I wrote this put this code in a python file and run it:
def predict():
lb = LabelEncoder()
Model_filename = 'saved_models/Emotion_Voice_Detection_Model.h5'
Model = load_model(Model_filename)
X, sample_rate = librosa.load('filename.wav', res_type='kaiser_fast',duration=2.5,sr=22050*2,offset=0.5)
sample_rate = np.array(sample_rate)
mfccs = np.mean(librosa.feature.mfcc(y=X, sr=sample_rate, n_mfcc=13),axis=0)
featurelive = mfccs
livedf2 = featurelive
livedf2= pd.DataFrame(data=livedf2)
livedf2 = livedf2.stack().to_frame().T
twodim= np.expand_dims(livedf2, axis=2)
livepreds = Model.predict(twodim,batch_size=32,verbose=1)

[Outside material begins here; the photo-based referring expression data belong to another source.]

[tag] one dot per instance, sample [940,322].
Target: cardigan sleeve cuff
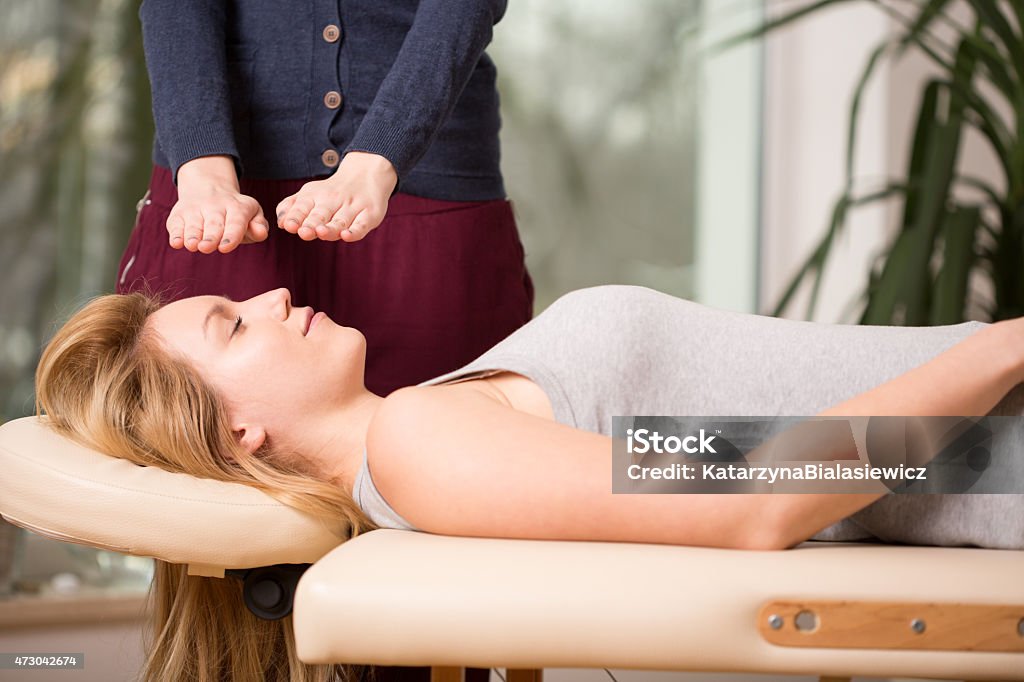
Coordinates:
[388,140]
[200,141]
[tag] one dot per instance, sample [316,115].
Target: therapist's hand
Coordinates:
[211,214]
[346,206]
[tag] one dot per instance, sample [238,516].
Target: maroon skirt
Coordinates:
[433,287]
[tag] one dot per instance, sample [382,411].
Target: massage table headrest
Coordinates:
[58,488]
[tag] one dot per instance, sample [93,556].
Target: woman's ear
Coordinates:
[250,436]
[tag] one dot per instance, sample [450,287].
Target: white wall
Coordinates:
[811,70]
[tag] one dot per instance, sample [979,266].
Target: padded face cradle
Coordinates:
[56,487]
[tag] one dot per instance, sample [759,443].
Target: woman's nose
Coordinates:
[278,301]
[283,301]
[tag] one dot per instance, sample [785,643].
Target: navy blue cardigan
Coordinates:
[259,80]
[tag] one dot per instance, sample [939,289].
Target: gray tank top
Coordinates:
[622,350]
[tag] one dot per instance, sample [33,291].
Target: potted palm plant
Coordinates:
[924,276]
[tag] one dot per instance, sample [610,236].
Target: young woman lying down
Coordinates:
[517,443]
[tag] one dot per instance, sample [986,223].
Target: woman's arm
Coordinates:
[454,462]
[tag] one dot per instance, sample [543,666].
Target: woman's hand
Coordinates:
[346,206]
[211,214]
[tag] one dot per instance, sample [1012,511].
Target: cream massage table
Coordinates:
[393,597]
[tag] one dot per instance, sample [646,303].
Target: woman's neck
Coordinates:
[333,441]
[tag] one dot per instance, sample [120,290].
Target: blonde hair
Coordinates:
[105,382]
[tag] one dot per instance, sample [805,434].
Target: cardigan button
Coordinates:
[330,158]
[332,33]
[332,99]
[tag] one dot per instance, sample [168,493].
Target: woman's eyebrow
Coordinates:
[217,309]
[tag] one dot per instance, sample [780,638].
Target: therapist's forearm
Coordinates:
[205,172]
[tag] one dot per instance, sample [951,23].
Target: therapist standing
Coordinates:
[346,150]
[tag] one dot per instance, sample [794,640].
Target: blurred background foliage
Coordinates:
[75,157]
[957,235]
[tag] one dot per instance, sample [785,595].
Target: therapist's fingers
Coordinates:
[318,215]
[176,230]
[213,229]
[194,229]
[258,229]
[297,213]
[363,224]
[235,229]
[283,208]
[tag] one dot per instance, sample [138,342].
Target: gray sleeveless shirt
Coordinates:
[624,350]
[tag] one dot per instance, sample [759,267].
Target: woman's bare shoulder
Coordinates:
[460,462]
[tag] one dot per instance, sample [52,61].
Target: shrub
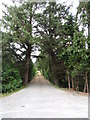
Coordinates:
[11,79]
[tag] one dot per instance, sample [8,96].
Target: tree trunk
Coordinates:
[86,83]
[53,68]
[69,86]
[25,82]
[72,83]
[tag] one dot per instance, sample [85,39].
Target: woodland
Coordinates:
[60,37]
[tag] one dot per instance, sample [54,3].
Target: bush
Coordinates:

livepreds1=livepreds.argmax(axis=1)
liveabc = livepreds1.astype(int).flatten()
livepredictions = (lb.inverse_transform((liveabc)))
livepredictions
But, it displays an error in the (lb.inverse_transform), it says that the (lb) need to be trained first .. Is there a method where I can use it which returns the emotion's name, without a need for using the dataset and training the model again?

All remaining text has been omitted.